Furthermore, there may be a chicken and egg (no pun intended) problem here. Do we need to encourage broader acceptance of unchosen burdens, in order to shift society towards a position where abortion is more likely to be rejected? Or do we need to simply argue that the moral status of the unborn mean that their welfare is a burden that must be borne, even if not chosen? After all, Moran, Zhou and many others imply, if not state, that men must shoulder the unchosen burden of parenthood. Can we rely on the intellectual soundness of the pro-life position to lead enough people to conclude that the unchosen burdens that pregnancy and parenthood inflict on women must also be shouldered? Or must we cultivate an acceptance of unchosen burdens as a precursor to opening minds enough to be able to accept the soundness of pro-life arguments?
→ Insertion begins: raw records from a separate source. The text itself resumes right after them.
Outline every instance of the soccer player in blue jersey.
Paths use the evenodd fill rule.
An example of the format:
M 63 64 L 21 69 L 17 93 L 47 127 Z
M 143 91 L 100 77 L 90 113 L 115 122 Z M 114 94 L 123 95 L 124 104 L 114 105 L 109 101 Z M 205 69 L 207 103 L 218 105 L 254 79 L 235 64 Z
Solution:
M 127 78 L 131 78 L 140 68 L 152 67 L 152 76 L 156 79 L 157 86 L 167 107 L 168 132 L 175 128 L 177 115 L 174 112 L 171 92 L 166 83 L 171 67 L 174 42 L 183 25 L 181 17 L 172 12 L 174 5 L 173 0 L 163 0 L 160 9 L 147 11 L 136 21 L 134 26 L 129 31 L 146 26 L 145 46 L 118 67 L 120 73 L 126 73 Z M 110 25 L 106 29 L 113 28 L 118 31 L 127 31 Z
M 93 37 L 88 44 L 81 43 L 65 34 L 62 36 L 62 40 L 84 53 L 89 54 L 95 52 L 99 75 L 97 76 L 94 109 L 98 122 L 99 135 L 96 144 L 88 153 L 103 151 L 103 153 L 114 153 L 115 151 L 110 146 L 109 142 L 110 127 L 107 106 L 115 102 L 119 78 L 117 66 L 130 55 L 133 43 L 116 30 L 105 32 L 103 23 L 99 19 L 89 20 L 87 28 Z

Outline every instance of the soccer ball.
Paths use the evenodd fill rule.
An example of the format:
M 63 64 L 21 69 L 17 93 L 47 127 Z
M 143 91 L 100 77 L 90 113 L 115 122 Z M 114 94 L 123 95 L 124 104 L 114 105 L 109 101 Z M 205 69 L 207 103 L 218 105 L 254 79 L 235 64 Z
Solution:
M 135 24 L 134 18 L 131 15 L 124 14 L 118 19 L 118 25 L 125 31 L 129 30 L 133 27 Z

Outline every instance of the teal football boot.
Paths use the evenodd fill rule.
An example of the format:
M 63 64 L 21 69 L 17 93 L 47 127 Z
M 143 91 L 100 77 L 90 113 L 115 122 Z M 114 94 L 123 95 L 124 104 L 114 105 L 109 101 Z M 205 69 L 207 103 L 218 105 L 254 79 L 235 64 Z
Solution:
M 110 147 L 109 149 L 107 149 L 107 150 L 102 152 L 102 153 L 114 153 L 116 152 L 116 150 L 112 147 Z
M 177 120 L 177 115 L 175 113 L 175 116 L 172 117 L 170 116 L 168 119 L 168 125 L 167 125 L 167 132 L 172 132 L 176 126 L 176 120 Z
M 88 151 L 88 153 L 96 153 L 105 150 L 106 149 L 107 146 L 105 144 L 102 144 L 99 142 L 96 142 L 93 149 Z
The systematising part of me wants the answer to the first of these questions to be yes, but the realist – or perhaps the behavioural scientist – in me thinks that perhaps we have to do the latter – or, at the very least, we have to do both. It’s an uphill climb, but articles like Moran’s and Zhou’s tend not to discourage me. Instead, they remind me that there is so much more to the abortion debate than pointing at ultrasounds and talking about fingers and toes, which makes me believe that maybe, if the pro-life movement were to add these wider arguments to our toolkit, we might make the real progress we’ve been striving for for decades. At a minimum, it’s worth a try.